Pas de rentrée universitaire sans liquidation des dettes sociales
Même si cela en a l'air, ce n'est ni une menace ni un mot d'ordre. C'est tout simplement un souhait que le gouvernement qui souhaite un geste de bonne volonté de la part des enseignants, invités à écourter leurs vacances pour revenir dans les amphis, saura faire le geste de compensation nécessaire pour ne pas aggraver les frustrations qui commencent à agacer sérieusement les enseignants. Et la liste des dettes sociales encore pendantes est longue : frais de soutenance, des mémoires, d'organisation des examens, de correction des copies, reliquat de l'indemnité de logement qui depuis le 1er janvier 2006 devait passer de 55 000CFA à 60 000CFA. Idem pour l'indemnité de sujétion qui à la même date devait passer de 17 500CFA à 20 000CFA. Il y a aussi le contentieux sur le mois de juillet 2007 dont le règlement a été promis par Odile Nacoulma en compensation de ce mois de vacances cédé pour rattraper l'année académique 2006-2007 gravement perturbée par des grèves. Et ce n'est pas tout ! On évoque aussi une opération dite ordinateurs, initiée par dame Nacoulma, alors présidente de l'UO, au profit des enseignants. La première tranche s'est déroulée, parait-il, sans problème mais la deuxième s'est grippée en cours de route. 20 millions, c'est la somme qui aurait été réunie auprès d'enseignants candidats dont chacun avait avancé 400 000CFA. A ce qu'on dit, ce magot aurait été tout simplement empoché par le CSAF* d'alors qui n'aurait reçu pour toute sanction qu'une affectation. Depuis, les enseignants qui ont avancé leurs sous n'ont toujours pas été remboursés. Il y a enfin la prime de recherche qui devait être payée fin juillet 2008 et dont on ne parle pas. Le SYNADEC (un des trois syndicats enseignants sur le campus) qui s'est fait le porte drapeau de ces doléances se dit outré de l'indolence des autorités compétentes sur ce dossier. Si les enseignants ne veulent pas donner l'impression de créer un conflit dans le conflit, ils rappellent tout de même qu'ils n'entendent pas être les éternels laissés pour compte à qui on demande tout sans rien offrir en retour. A bon entendeur !
* CSAF : chef du service administratif et financier

Limogeage du directeur du CENOU
Le Conseil des ministres du 4 juillet dernier a limogé M. Robert Bibia Sangaré de son poste de directeur du Centre national des œuvres universitaires.
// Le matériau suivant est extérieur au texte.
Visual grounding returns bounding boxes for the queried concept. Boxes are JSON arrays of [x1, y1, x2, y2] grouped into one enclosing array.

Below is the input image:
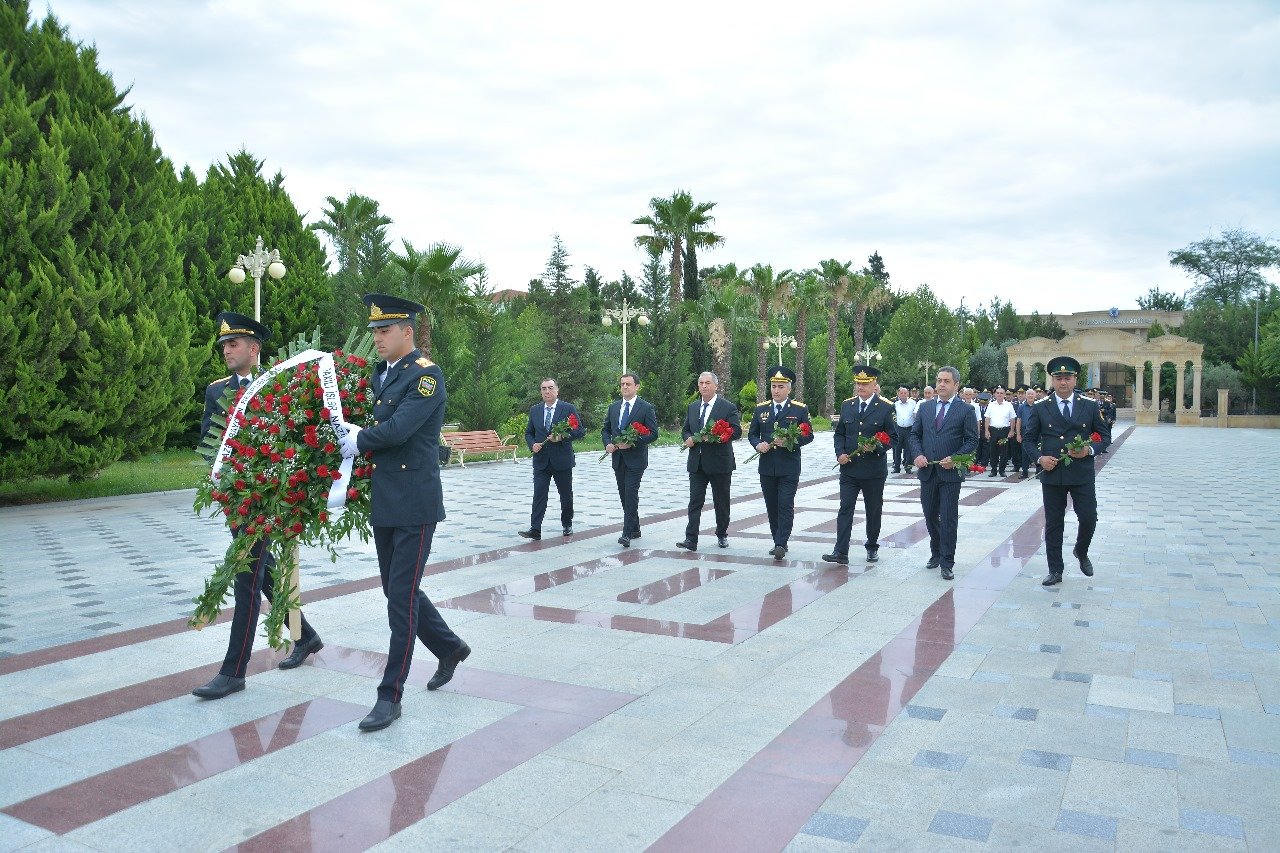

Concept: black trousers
[[760, 474, 800, 548], [219, 530, 316, 679], [529, 467, 573, 530], [836, 476, 884, 557], [374, 521, 462, 702], [991, 427, 1014, 474], [613, 465, 644, 537], [920, 479, 960, 569], [1041, 480, 1098, 574], [893, 427, 911, 471], [685, 470, 733, 542]]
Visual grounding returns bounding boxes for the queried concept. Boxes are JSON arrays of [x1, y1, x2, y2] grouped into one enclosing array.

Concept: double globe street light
[[600, 297, 649, 373], [227, 237, 285, 323]]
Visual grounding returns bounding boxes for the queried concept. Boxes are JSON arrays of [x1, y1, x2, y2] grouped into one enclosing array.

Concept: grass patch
[[0, 450, 209, 506]]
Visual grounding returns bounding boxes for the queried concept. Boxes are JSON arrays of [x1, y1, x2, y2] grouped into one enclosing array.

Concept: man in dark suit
[[342, 293, 471, 731], [746, 365, 813, 560], [600, 373, 658, 548], [676, 370, 742, 551], [520, 379, 586, 539], [822, 365, 901, 565], [1023, 356, 1111, 587], [910, 366, 978, 580], [192, 311, 324, 699]]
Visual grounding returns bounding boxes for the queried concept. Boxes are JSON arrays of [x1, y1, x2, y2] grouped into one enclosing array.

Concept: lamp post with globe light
[[600, 297, 649, 373], [227, 237, 285, 323]]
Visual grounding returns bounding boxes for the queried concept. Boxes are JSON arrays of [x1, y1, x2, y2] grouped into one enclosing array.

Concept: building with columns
[[1009, 309, 1204, 425]]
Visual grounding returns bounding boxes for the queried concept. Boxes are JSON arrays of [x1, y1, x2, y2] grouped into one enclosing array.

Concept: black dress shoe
[[360, 699, 399, 731], [191, 672, 244, 699], [276, 637, 324, 670], [426, 643, 471, 690]]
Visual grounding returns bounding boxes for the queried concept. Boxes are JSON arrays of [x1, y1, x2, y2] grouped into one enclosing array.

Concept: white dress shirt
[[987, 400, 1018, 429]]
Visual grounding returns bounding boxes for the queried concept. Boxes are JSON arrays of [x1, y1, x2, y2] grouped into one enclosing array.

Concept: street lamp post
[[760, 327, 796, 364], [600, 296, 649, 373], [227, 236, 285, 323]]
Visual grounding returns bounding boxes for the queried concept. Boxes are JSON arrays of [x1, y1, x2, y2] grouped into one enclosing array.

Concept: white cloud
[[42, 0, 1280, 313]]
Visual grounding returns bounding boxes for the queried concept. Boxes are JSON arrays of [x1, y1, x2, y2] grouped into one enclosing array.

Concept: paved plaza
[[0, 423, 1280, 853]]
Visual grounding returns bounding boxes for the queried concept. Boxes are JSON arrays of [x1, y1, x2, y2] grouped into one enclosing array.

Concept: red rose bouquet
[[189, 336, 372, 648], [746, 421, 813, 462], [599, 424, 653, 461], [547, 415, 582, 442], [680, 418, 733, 452]]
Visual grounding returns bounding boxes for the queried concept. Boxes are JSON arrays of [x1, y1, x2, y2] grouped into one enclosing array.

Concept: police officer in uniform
[[746, 365, 813, 560], [342, 293, 471, 731], [822, 365, 896, 565], [192, 311, 324, 699], [1023, 356, 1111, 587]]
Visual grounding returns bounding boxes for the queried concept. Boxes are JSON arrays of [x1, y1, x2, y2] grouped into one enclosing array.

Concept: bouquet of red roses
[[189, 334, 372, 648], [599, 424, 653, 462], [547, 415, 581, 442], [680, 418, 733, 452], [746, 421, 813, 462]]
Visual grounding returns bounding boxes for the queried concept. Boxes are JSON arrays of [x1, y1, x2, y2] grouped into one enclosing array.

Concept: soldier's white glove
[[340, 424, 360, 459]]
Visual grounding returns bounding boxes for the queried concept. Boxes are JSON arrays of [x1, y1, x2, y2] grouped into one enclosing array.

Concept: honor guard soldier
[[746, 365, 813, 560], [1023, 356, 1111, 587], [342, 293, 471, 731], [192, 311, 324, 699], [822, 365, 905, 565]]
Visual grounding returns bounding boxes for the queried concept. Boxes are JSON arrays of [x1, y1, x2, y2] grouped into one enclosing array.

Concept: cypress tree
[[0, 0, 192, 480]]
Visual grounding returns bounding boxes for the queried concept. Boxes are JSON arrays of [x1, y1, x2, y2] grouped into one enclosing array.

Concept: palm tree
[[849, 270, 893, 352], [696, 264, 758, 384], [307, 192, 392, 277], [746, 264, 795, 400], [392, 240, 484, 356], [787, 269, 828, 400], [818, 259, 854, 418], [631, 190, 724, 310]]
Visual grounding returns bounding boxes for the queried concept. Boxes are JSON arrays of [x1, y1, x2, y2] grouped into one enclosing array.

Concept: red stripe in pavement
[[649, 428, 1133, 852], [0, 698, 366, 835]]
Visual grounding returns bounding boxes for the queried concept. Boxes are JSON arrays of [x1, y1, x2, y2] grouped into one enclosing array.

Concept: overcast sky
[[40, 0, 1280, 314]]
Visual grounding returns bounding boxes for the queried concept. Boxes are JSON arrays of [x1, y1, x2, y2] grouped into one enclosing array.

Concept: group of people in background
[[193, 293, 1115, 731]]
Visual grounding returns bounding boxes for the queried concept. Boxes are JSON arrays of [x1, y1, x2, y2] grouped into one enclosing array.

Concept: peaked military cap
[[769, 364, 796, 382], [216, 311, 271, 343], [854, 364, 879, 384], [362, 293, 426, 329], [1044, 356, 1080, 377]]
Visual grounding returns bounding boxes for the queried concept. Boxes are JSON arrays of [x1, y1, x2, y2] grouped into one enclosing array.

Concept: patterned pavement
[[0, 425, 1280, 850]]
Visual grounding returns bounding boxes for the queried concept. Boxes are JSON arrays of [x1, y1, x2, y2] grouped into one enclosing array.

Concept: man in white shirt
[[986, 387, 1018, 476], [893, 386, 919, 474]]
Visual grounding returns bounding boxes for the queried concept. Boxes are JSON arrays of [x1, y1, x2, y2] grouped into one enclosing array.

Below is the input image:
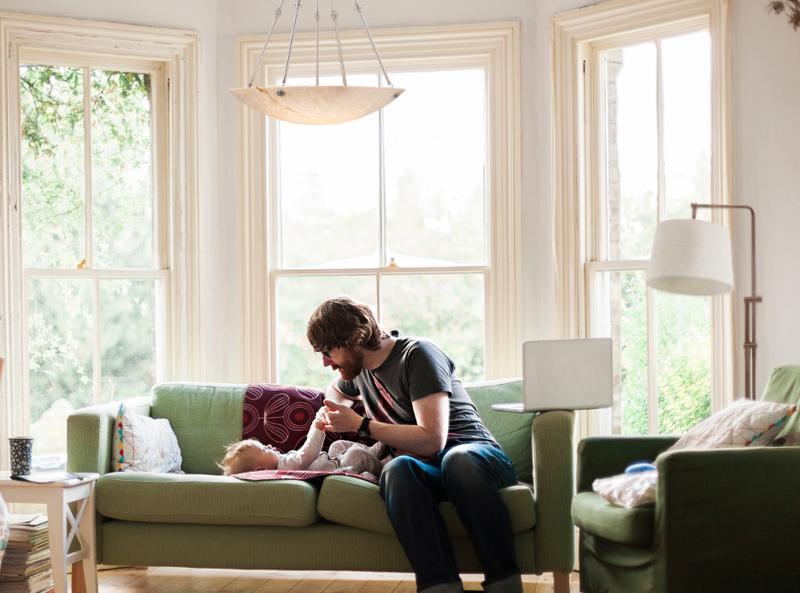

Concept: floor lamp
[[647, 204, 761, 399]]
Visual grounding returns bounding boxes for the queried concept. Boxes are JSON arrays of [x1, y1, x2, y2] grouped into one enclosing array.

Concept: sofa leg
[[553, 572, 569, 593], [72, 561, 86, 593]]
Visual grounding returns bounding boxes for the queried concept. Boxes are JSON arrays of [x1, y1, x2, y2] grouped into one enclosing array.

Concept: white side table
[[0, 472, 100, 593]]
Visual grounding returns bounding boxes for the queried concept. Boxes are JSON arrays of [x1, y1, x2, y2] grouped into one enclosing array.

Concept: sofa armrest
[[578, 436, 678, 492], [531, 411, 575, 572], [655, 447, 800, 592], [67, 397, 150, 475]]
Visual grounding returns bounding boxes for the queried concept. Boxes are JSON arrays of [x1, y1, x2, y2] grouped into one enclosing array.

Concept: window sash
[[0, 12, 199, 468], [551, 0, 734, 436]]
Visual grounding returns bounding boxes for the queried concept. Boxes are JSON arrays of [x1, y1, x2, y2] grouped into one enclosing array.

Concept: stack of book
[[0, 515, 53, 593]]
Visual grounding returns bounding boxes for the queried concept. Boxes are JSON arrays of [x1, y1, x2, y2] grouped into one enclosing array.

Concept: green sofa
[[67, 380, 574, 581], [572, 366, 800, 593]]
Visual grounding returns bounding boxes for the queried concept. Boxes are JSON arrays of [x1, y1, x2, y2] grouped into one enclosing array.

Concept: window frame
[[552, 0, 735, 436], [237, 22, 521, 381], [0, 12, 199, 467]]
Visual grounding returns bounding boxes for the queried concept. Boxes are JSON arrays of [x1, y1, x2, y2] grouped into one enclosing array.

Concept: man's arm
[[325, 379, 355, 408], [325, 391, 450, 457]]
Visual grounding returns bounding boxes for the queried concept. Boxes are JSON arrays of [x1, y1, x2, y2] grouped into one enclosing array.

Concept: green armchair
[[572, 367, 800, 593]]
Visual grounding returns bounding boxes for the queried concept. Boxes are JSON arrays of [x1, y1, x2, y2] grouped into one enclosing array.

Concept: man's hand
[[323, 399, 364, 432]]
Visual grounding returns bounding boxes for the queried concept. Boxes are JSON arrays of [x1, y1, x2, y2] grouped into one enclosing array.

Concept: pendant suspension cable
[[247, 0, 286, 87], [314, 0, 319, 86], [331, 0, 347, 86], [281, 0, 302, 86], [353, 0, 394, 87]]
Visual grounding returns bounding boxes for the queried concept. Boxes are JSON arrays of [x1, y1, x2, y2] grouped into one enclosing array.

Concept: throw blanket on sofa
[[242, 384, 375, 453], [231, 469, 378, 484]]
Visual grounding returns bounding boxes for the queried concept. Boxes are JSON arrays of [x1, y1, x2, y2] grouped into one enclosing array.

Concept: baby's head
[[219, 439, 281, 476]]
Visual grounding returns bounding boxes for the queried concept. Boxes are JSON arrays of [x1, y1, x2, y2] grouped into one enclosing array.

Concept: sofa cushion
[[464, 379, 535, 484], [572, 492, 655, 546], [150, 383, 246, 474], [96, 472, 318, 527], [317, 476, 536, 537]]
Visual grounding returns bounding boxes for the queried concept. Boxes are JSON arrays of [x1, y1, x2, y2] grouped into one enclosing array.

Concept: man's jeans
[[381, 443, 521, 593]]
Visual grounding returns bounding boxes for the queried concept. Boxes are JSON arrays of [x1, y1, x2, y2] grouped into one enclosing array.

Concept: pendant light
[[231, 0, 403, 125]]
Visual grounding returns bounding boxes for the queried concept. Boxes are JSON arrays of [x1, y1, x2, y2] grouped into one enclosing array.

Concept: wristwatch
[[356, 417, 371, 437]]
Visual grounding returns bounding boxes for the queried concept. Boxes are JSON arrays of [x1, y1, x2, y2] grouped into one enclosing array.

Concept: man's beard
[[338, 352, 364, 381]]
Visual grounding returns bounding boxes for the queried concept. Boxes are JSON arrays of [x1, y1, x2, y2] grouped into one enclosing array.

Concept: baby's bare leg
[[339, 447, 381, 477]]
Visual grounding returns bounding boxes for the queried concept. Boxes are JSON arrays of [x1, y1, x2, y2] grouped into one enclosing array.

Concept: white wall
[[731, 0, 800, 394], [0, 0, 800, 391]]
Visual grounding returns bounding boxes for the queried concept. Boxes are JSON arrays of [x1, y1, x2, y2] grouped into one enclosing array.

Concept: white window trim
[[237, 22, 522, 381], [551, 0, 736, 436], [0, 12, 200, 468]]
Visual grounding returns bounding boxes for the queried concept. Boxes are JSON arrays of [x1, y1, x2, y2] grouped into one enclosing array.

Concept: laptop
[[493, 338, 613, 412]]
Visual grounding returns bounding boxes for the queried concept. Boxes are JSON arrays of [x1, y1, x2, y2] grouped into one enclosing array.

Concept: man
[[306, 298, 522, 593]]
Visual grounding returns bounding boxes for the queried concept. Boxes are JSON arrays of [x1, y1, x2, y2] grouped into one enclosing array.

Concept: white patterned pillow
[[669, 399, 797, 451], [592, 470, 658, 509], [114, 404, 183, 473]]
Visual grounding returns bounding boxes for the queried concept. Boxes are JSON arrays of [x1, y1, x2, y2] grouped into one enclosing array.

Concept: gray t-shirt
[[336, 331, 499, 447]]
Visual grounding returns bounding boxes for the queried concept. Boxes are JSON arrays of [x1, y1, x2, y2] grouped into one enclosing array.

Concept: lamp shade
[[647, 220, 733, 295], [522, 338, 613, 411]]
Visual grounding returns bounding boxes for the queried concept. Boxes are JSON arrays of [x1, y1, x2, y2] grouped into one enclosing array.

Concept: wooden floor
[[99, 568, 578, 593]]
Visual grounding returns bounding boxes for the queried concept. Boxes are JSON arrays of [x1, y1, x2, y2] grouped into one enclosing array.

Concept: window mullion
[[378, 73, 389, 272], [92, 278, 103, 404], [656, 39, 667, 222]]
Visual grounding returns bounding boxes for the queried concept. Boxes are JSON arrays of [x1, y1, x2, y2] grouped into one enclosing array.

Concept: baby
[[219, 408, 384, 477]]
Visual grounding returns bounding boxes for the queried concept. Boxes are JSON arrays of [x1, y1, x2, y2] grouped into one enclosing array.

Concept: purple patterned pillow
[[242, 384, 375, 453]]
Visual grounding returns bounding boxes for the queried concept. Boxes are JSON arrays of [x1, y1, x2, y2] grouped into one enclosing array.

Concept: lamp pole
[[692, 203, 762, 399]]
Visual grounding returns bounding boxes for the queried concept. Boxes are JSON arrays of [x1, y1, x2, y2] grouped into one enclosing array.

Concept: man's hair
[[306, 297, 387, 352]]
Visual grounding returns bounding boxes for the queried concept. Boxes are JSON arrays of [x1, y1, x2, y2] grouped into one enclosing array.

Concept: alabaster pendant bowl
[[231, 86, 403, 125]]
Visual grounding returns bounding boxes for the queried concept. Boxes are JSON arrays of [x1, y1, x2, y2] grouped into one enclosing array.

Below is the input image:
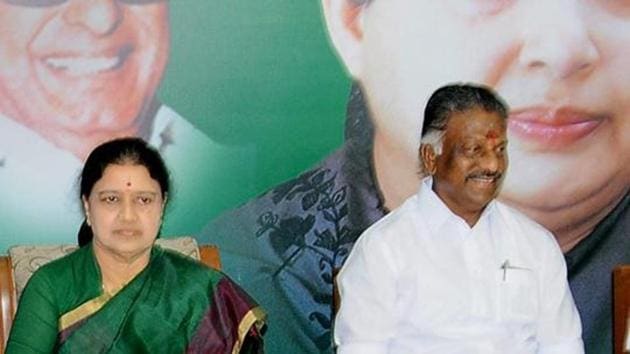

Au lendemain des mesures de suspension des cours, de fermeture des cités et restaurants universitaires, on a appris par la bouche de l'infortuné directeur, que les étudiants avaient quand même eu droit aux repas qu'il avait déjà fait cuisiner et qu'il ne tenait pas à balancer. On a aussi appris qu'il a ordonné la prise en charge médicale de quelques étudiants blessés au cours des émeutes. Certains y avaient vu un pied de nez du DG du CENOU aux autorités universitaires. D'aucuns étaient même allés plus loin en insinuant que ce geste du DG illustre la rivalité sourde entre lui et son ministre. Ceci explique-t-il donc cela ? Aucun doute pour ceux qui croient voir dans l'eau. Si tel est le cas, c'est vraiment regrettable. Si nous sommes en démocratie, l'expression d'une divergence ne peut être considérée comme une faute. Au contraire, cela exprime la vitalité du système. Dans ces conditions, Robert Bibia Sangaré est tout simplement victime de la pensée unique. Etonnant tout de même quand le mauvais exemple nous vient de l'université considérée comme le royaume de la liberté de l'esprit !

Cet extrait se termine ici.